Joseph Charles Price, founder and first president of Livingston College, in North Carolina, was born free on February 10, 1854 in Elizabeth City, North Carolina. His mother, a free black woman named Emily Paulin, moved with her son to New Bern, North Carolina which was then occupied by Union forces, to escape the violence of the Civil War. Shortly after, she married David Price and Joseph took his stepfather’s name. In New Bern Joseph Price studied at St. Cyprian Episcopal School founded for the children of ex-slaves by Boston educators. He later attended Shaw University in Raleigh in 1873 but transferred to Lincoln University in Pennsylvania in 1875. Price graduated as valedictorian in 1879 after winning several oratorical prizes. Impressed with the young Price, Bishop James Walker Hood of the African Methodist Episcopal Zion Church appointed him to its delegation to the World Ecumenical Conference meeting in London, England.
In London Price amazed audiences with his powerful speaking. Called “The World’s Orator” by the British press, Price was encouraged by the delegation to stay in England and raise funds for the reestablishment of Zion Wesley Institute, later to be Livingston College. The original school was founded in 1870 as a seminary for training A.M.E. Zion ministers but closed after only three years in operations.

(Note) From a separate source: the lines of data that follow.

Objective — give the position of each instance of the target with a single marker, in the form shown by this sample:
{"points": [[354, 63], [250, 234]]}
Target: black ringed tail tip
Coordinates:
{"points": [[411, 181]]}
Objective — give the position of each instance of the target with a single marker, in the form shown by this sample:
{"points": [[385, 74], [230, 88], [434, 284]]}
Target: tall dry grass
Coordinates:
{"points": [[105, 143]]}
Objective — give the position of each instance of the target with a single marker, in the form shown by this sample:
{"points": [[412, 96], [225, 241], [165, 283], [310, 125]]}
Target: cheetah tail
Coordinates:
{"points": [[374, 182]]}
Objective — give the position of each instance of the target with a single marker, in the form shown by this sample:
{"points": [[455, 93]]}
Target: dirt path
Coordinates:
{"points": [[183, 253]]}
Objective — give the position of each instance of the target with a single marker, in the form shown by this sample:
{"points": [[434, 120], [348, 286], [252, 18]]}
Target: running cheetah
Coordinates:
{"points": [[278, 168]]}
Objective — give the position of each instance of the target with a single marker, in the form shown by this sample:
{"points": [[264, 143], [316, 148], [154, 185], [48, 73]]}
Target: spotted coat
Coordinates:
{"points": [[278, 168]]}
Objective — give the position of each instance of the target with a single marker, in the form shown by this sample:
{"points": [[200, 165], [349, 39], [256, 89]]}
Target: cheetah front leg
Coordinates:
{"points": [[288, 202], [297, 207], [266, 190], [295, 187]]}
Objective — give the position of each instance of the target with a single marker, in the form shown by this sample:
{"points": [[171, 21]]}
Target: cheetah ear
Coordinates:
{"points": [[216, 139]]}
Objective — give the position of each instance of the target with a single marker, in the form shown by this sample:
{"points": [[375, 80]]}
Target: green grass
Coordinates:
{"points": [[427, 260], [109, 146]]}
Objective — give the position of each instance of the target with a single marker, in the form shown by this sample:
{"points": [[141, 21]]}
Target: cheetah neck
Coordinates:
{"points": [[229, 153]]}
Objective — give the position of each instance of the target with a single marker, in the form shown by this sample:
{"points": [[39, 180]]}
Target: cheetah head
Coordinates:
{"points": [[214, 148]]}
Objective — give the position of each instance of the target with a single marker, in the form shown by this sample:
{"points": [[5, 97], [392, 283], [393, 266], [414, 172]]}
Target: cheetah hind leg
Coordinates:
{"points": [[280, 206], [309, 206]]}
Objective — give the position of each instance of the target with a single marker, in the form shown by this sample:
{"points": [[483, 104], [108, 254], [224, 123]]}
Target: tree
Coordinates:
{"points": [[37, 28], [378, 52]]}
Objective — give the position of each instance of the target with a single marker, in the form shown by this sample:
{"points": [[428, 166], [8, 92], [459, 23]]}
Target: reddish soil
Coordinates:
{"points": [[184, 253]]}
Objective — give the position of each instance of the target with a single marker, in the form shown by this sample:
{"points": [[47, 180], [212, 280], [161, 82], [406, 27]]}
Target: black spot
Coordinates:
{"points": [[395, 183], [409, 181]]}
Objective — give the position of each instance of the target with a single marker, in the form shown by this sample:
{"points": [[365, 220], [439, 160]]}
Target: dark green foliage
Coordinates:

Over the next year, Price was able to raise $10,000 for the school and returned to North Carolina in 1882. The town of Salisbury offered the school $1,000 and 40 acres called “Delta Grove” belonging to J.M. Gray. The school opened later that year with 28-year-old Joseph Price as its president.
For the next ten years Price served as president of Livingston College. In 1890 he became involved in the Afro-American League and was elected president of the National Protective Association. That same year he was voted one of the “Ten Greatest Negroes Who Ever Lived.” Price advocated education to help ameliorate the damages done by generations of slavery and discrimination for whites as well as blacks. He died in Salisbury, North Carolina in 1893.